Development timeline and tests at the Integrated Test Range in Chandipur. Development of the Akash missile began in 1983. The maiden trial firings were carried out in 1990. Developmental trials were conducted until March 1997. The missile was demonstrated for target interception capability against two live aerial targets in November 2005. Around 16 trial firings were conducted by August 2006. The test firing of the Akash for the IAF was carried out at the Integrated Test Range in Chandipur, Orissa, in December 2007. The IAF rolled out its indigenous SAM system in 2008 upon completion of nine successful field trials. Development of an advanced version, Akash Mk-II, began in June 2010. The Mk-II version is expected to be ready for a maiden fire trial by 2013.
Rajendra radar details and propulsion of the DRDO’s missile system.
The air force version of the Rajendra radar is capable of tracking 64 targets within a range of 60km in range, azimuth and height. The army variation of the Akash will use Rajendra radar which can track 40 targets in range and azimuth with up to 100km in tracking range. The 3D central acquisition radar (CAR) is a long range surveillance radar which warns the GCC by tracking 200 targets in track while scan (TWS) mode from a tracking range of 150km. It measures azimuth, range and height of targets, and transmits to the GCC via communication links. The GCC sends the target position information to the battery level radar (Rajendra). The Akash is powered by Ramjet-rocket propulsion system which renders thrust for the missile to intercept the target at supersonic speed without any retardation.

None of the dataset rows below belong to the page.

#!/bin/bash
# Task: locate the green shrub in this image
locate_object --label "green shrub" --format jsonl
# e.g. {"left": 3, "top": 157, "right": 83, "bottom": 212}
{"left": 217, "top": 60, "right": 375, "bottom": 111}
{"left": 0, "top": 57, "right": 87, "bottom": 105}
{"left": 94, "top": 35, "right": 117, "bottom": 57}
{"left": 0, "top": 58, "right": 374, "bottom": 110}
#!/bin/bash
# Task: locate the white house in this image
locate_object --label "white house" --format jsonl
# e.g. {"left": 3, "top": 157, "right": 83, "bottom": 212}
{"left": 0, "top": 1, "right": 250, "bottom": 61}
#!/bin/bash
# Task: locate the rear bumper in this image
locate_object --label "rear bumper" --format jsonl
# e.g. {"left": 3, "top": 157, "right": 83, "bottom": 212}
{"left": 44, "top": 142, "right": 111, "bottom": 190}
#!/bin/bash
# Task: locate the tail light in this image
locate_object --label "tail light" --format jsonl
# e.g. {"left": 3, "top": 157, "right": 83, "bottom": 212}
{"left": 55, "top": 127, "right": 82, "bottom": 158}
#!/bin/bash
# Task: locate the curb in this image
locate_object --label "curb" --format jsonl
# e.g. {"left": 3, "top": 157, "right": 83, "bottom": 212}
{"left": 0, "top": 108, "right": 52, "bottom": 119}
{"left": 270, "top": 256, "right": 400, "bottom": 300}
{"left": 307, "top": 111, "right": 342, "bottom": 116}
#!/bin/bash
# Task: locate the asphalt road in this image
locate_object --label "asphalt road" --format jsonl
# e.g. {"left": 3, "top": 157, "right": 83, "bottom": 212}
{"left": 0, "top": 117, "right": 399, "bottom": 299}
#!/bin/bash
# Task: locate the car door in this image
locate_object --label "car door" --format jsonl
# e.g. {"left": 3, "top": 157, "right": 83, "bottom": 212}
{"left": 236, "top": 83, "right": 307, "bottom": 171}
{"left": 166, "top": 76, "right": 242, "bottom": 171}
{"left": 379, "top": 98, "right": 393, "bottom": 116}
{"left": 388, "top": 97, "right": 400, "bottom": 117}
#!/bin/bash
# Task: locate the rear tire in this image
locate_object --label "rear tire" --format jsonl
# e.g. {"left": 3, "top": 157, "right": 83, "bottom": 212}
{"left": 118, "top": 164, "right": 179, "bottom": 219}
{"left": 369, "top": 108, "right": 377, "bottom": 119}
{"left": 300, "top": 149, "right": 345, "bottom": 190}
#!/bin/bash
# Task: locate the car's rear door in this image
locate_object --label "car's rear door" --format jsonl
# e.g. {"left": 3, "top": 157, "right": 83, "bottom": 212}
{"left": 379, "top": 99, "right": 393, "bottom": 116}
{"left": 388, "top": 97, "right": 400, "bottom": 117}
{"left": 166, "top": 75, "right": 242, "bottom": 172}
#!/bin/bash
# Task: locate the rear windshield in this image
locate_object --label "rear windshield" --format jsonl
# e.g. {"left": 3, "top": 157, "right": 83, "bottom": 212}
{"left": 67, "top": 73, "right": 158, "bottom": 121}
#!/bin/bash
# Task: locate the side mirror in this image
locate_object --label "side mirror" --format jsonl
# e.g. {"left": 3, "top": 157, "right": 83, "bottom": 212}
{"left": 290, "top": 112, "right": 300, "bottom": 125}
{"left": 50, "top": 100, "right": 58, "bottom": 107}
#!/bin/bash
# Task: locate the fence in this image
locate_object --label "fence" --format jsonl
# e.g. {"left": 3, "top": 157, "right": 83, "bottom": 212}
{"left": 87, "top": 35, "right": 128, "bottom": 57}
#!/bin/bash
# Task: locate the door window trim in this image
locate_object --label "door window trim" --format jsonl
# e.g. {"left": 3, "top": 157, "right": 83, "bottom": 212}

Key players involved with India’s Akash (sky) SAM development project–
Akash can fly at supersonic speeds ranging from Mach 2.8 to 3.5. The kill probability of the missile is 88% and can be increased to 98.5% by launching the second missile after five seconds of launching the first. The Akash SAM system was produced by Bharat Electronics (BEL). Bharat Dynamics (BDL) serves as nodal agency for Akash SAM production for the army. A number of DRDO labs are involved in the development of the Akash. DRDL is responsible for system integration and missile development. LRDE Bangalore manufactured the Rajendra radar. R&DE Pune developed the launcher. The tracked vehicles were manufactured by CVRDE. ARDE built the nuclear warhead while HEMRL produced the propellants. Launcher systems were provided by Tata Power and Larsen & Toubro.